What you are saying seems possible, although it requires the collusion of two events, which seem already unlikely by themselves: an invalid bench and a network outage.

Although it does not give the full explanation. we should probably disable resurrecting finished tests using the "Modify" trick since this seems a recipe for bugs. But then we should only stop a test after several wrong benches, to avoid that a single worker with a HW defect ruins a test.

I don't think it would be wise to change the semantics of the existing stop_run so we may need a new api: wrong_bench. Unless we can use failed_task.

vdbergh commented 2 years ago

It seems failed_task currently does not write an action. This counts as a bug I think.

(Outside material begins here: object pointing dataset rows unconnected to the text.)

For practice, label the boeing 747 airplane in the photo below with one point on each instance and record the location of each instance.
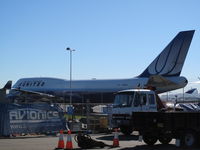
(163, 74)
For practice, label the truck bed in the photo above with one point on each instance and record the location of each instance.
(170, 121)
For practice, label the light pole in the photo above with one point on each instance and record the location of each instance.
(70, 83)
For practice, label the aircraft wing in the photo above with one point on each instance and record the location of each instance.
(159, 81)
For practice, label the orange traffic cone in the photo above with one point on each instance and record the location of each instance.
(61, 144)
(69, 141)
(116, 139)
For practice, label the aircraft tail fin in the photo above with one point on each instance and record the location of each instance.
(8, 85)
(170, 61)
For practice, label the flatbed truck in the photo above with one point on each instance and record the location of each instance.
(142, 110)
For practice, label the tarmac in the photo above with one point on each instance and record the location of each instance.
(43, 142)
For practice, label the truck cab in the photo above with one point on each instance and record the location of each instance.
(128, 101)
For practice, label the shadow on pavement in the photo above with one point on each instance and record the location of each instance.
(121, 137)
(157, 147)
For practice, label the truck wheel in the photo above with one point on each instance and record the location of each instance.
(149, 139)
(189, 139)
(126, 130)
(165, 139)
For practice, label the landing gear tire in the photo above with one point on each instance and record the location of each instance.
(126, 130)
(165, 138)
(149, 139)
(189, 139)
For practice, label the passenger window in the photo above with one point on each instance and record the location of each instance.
(151, 99)
(42, 84)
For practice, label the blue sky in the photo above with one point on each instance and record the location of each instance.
(112, 39)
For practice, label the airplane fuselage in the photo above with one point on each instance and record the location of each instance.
(96, 91)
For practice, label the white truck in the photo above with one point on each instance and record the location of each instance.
(142, 110)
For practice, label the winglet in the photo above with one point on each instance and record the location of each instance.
(170, 61)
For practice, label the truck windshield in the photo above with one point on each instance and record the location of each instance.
(123, 99)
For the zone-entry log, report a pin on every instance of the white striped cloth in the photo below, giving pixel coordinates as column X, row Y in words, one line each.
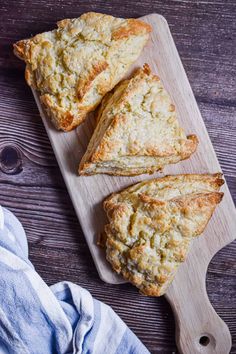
column 63, row 318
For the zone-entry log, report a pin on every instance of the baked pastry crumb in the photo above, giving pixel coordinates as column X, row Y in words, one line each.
column 137, row 130
column 75, row 65
column 152, row 223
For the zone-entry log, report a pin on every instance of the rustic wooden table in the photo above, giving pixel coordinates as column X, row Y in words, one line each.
column 31, row 184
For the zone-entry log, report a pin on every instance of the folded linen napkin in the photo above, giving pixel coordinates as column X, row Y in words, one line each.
column 63, row 318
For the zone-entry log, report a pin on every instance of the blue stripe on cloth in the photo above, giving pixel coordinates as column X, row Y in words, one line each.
column 90, row 337
column 63, row 319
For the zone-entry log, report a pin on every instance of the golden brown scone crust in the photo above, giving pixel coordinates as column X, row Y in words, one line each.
column 137, row 130
column 152, row 223
column 74, row 66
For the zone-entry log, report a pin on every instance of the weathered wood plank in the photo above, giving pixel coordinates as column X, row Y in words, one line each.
column 204, row 32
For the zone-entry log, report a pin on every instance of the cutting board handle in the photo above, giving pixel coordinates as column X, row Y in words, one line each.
column 198, row 327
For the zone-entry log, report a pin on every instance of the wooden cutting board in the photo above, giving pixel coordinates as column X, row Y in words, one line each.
column 198, row 328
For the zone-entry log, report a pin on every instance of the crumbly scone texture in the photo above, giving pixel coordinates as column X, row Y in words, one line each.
column 152, row 223
column 137, row 130
column 75, row 65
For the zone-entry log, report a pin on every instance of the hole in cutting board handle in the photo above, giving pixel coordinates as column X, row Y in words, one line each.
column 204, row 340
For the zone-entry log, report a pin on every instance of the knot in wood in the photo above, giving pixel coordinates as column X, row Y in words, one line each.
column 10, row 160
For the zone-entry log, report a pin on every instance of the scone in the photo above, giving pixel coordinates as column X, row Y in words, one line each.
column 137, row 130
column 152, row 223
column 74, row 66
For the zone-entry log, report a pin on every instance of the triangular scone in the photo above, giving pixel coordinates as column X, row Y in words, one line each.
column 74, row 66
column 152, row 224
column 137, row 130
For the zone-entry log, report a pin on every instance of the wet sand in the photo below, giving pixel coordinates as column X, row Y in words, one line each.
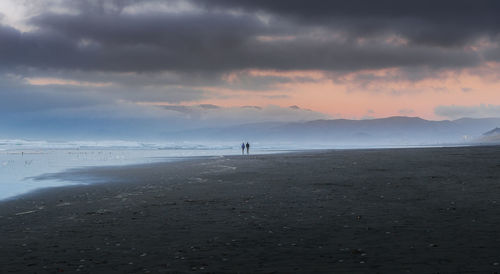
column 423, row 210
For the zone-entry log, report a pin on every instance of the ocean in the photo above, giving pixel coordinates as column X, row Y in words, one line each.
column 23, row 160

ppigazzini commented 2 years ago

I don't understand what the failed_task api does, we call it after a successful games() call too. From git blame that logic is 9 years old. (BTW we should drop all the except: pass) https://github.com/glinscott/fishtest/blob/278a946a191fed9e2d45f5258b0fd93c846dc382/worker/worker.py#L232-L254

vdbergh commented 2 years ago

You are right. It seems that all failed_task does is to set task["active"]=False (this means no worker is working on this task). It does not mean failure. So failed_task is misnomer.

vdbergh commented 2 years ago

Still I wonder if failed_task is actually called after successful completion of the task. It should execute the following statement

print(
            "Inactive: https://tests.stockfishchess.org/tests/view/{} {} {}".format(
                run_id, task if DEBUG else task_id, worker_name(task["worker_info"])
            ),
            flush=True,
        )
ppigazzini commented 2 years ago

EDIT_000: finally: clause is executed no matter what, and is generally used to release external resources.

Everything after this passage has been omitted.